The children were left in the Battlefield area in May after travelling halfway around the world and are now under the jurisdiction of Shropshire Council.

The issues facing the local authority and its social workers are vast. And the cost accrued for looking after the youngsters are also substantial.

More than £1 million has been spent on a range of services and provisions for the children and more will be allocated. The competing priorities of council taxpayers and those who are reliant on its services come into sharp focus.

The council has a legal responsibility and, some might say, ethical and compassionate duties to take care of the children.

And it is almost impossible for people to put themselves in the footsteps of the orphaned Vietnamese children, who are many miles from home and whose treatment since leaving their home country is unknown. They will have been frightened and traumatised as they have been in strange lands where people speak a different language, have different customs, where the weather is very different and where they are unfamiliar with societal norms.

Similarly, one can only guess at the troubles that they might have fled.
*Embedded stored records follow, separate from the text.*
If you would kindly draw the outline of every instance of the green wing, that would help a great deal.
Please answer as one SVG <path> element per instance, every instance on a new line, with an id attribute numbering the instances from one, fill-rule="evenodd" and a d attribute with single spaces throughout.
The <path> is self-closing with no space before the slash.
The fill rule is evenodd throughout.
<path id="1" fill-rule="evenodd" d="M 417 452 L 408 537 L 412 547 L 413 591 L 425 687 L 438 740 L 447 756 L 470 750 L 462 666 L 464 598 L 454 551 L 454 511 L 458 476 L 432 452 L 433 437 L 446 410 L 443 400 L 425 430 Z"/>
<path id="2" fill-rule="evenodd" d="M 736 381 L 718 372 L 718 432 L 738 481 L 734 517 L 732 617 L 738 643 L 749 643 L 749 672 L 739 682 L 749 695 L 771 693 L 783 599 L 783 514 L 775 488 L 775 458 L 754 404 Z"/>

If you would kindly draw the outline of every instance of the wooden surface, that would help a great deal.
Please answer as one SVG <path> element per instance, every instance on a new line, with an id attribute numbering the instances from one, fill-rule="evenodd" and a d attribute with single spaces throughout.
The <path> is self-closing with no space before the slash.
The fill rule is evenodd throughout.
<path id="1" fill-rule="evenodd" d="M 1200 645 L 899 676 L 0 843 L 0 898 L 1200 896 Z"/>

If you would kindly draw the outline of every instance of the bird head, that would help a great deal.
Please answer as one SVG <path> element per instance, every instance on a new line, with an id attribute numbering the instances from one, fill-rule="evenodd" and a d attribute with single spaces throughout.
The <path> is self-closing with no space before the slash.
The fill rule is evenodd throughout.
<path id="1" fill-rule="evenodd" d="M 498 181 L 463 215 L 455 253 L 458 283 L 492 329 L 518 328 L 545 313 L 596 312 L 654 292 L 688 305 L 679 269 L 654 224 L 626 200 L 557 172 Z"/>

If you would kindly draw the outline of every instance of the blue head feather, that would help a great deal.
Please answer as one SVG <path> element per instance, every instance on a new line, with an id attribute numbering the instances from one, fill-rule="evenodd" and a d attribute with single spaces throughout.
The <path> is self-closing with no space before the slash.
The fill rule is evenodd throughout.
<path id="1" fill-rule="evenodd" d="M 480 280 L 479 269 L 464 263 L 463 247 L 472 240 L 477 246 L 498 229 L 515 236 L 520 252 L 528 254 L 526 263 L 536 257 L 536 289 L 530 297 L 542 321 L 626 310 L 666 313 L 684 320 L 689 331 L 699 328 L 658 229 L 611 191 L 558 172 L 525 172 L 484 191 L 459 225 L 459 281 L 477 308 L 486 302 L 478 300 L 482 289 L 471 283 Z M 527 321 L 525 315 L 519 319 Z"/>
Their lives in Vietnam may not have been as fortunate as those that some live, prompting their departure.

But such work comes at an exorbitant cost. Though the local authority is clearly doing the right thing and, of course, is impelled to take the course that it is following, there is a fiscal consequence. And in this age of cutbacks and funding crises, in an era of austerity where the local authority has to ask residents to run sports and arts facilities, there simply isn’t enough money to pay for everything.

Councils are no longer flush. They have cut back and cut back and cut back. The reality of spending £1 million on refugees is that the same money cannot be spent on others, who might consider themselves equally deserving.

It is difficult to square the circle. The Vietnamese children need investment as they seek to assimilate and overcome whatever difficulties they left behind. Those in social care, the mental health system or wishing to play sport also require council services.

The case illustrates that it is a harsh world for many.